Nearly half of Millennials are anxious about debt, according to a TD Ameritrade study. That is not too surprising since many young adults are entering the workforce with a big financial obligation: student loans. Indeed, the amount of outstanding education debt in America has climbed to over $1.5 trillion this year, 146 percent higher compared to a decade earlier. Rising enrollments and a larger share of students borrowing to pay for college help explain the rapid increase in student loans, as well as why Millennials are more likely to have outstanding education debt than older generations.
It is generally accepted that the long run payoff from a college education can make the investment more than worth it, but in the years immediately following graduation a large debt load (averaging almost $40,000 for recent graduates) can not only create anxiety for Millennials but also hinder their ability to adequately prepare for their financial future. The earlier-mentioned TD Ameritrade study, for instance, found that two-thirds of surveyed Gen-Y adults are not setting any money aside for retirement because they simply cannot afford to do so. Further, nearly four in ten (39 percent) Millennial respondents said that they are paying off student loans with a median monthly payment of $200, money that could otherwise be contributed to a tax-advantaged savings vehicle like a 401(k).

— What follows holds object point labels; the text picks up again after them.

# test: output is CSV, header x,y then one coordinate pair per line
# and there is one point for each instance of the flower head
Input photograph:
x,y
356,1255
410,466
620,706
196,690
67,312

Fortunately, many Millennials appear both willing and eager to save because almost three-quarters (73 percent) of surveyed young adults said that if given $100 per week, they would rather put the money toward paying down debt and saving than discretionary spending. Sixty-seven percent of Gen-Y respondents also said that they enjoy setting aside money, and 80 percent equated the act of saving with financial security, something which 68 percent of Millennials described as being “very important.” However, not all young adults are so prudent, and many will need a bit of a “nudge” to help kick start their retirement saving. Automatic enrollment into an employer-sponsored 401(k) plan and the automatic escalation of participants’ contributions have together been proven to be very successful in this arena.
Around eight in ten Millennials surveyed by Transamerica said that they find such automatic retirement plan features appealing. On a broader scale, a poll conducted by American Century Investments found that workers of all ages overwhelmingly support automatic features, with 75 percent of respondents saying that they believe auto-enrollment at a default contribution rate of 6 percent is something their employer should do. Sixty percent of surveyed workers also said that they support a retroactive implementation of auto-enrollment, and 80 percent signaled an interest in periodic, incremental increases to their contribution rate. Moreover, eight out of ten respondents said that they want at least a “slight nudge” from their employers in helping to save and invest for retirement, and another 80 percent said that they support re-enrollment into target-date funds.